Follett Products LLC
- Company type: Subsidiary
- Founded: 1948; 78 years ago
- Headquarters: Easton, Pennsylvania and Gdańsk, Poland
- Products: ice machines, ice transport and storage, ice and beverage dispensers
- Services: Food service
- Parent: Middleby Corporation
- Website: http://www.follettice.com/

= Follett Ice =

American manufacturer of ice machines

Follett Products LLC is a subsidiary of Middleby Corporation that manufactures nugget (Chewblet) ice makers for the healthcare, foodservice, hospitality, and supermarket industries as well as ice and water dispensers, and refrigerators and freezers for patient care. Headquartered in Easton, Pennsylvania, the company operates two manufacturing facilities in Easton, Pennsylvania and Gdańsk, Poland.

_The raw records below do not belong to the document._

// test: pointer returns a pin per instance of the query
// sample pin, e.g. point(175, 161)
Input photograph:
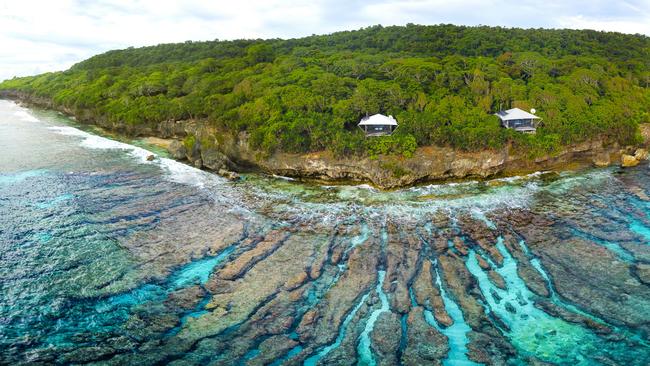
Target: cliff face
point(219, 152)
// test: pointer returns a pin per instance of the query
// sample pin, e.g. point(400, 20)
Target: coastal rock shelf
point(111, 258)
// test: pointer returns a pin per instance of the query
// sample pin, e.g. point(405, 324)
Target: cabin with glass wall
point(378, 125)
point(519, 120)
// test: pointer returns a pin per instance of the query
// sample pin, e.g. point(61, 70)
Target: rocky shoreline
point(205, 147)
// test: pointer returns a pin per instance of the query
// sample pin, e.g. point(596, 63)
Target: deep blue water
point(96, 241)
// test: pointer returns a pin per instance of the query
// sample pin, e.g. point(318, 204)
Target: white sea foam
point(283, 177)
point(176, 172)
point(25, 116)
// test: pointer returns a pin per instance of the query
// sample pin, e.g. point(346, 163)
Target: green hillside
point(441, 82)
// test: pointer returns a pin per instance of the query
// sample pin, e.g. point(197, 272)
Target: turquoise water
point(365, 353)
point(108, 257)
point(457, 332)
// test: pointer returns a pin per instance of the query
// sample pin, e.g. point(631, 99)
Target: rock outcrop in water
point(215, 151)
point(140, 267)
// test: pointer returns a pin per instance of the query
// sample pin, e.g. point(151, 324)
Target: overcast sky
point(40, 36)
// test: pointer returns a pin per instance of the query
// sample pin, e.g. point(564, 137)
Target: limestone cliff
point(205, 147)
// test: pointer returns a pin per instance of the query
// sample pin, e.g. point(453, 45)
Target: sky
point(46, 35)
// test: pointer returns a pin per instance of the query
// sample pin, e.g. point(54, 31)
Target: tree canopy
point(443, 83)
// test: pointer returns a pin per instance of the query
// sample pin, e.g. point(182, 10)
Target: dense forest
point(443, 83)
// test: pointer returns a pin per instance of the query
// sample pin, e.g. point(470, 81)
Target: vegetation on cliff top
point(441, 82)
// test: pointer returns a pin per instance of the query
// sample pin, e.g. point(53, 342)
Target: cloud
point(39, 36)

In 1948, following World War II, Roy Follett saw an opportunity to fill a need in ice storage. He founded Follett Corporation to "supply ice storage bins to meet the needs of the exploding foodservice industry," according to Thomas R. Cutler.

Follett milestones include:

- 1948 - Founded by Roy Follett in Garden City, New York
- 1954 - Don Follett took over the company
- 1967 - A new manufacturing plant opened in Easton, Pennsylvania
- 1994 - Steve Follett, Roy Follet's grandson, assumed the CEO role
- 2005 - A new manufacturing facility opens in Gdańsk, Poland
- 2015 - A new manufacturing facility opens in Bethlehem, Pennsylvania
- 2016 - Follett Corporation is acquired by The Middleby Corporation and becomes Follett LLC, an independent operating company of Middleby
- 2019 - Steve Follett retires. He is succeeded by Korey Kohl, Middleby Group President overseeing the Middleby Beverage Group

Today, Follett LLC still builds ice storage and transport systems, ice and water dispensers, ice and beverage dispensers, and medical-grade refrigerators and freezers for foodservice and healthcare markets. Follett products can be found in hospitals, restaurants, Major League Baseball stadiums and casinos around the country, and in the 2022 Winter Olympics in Beijing.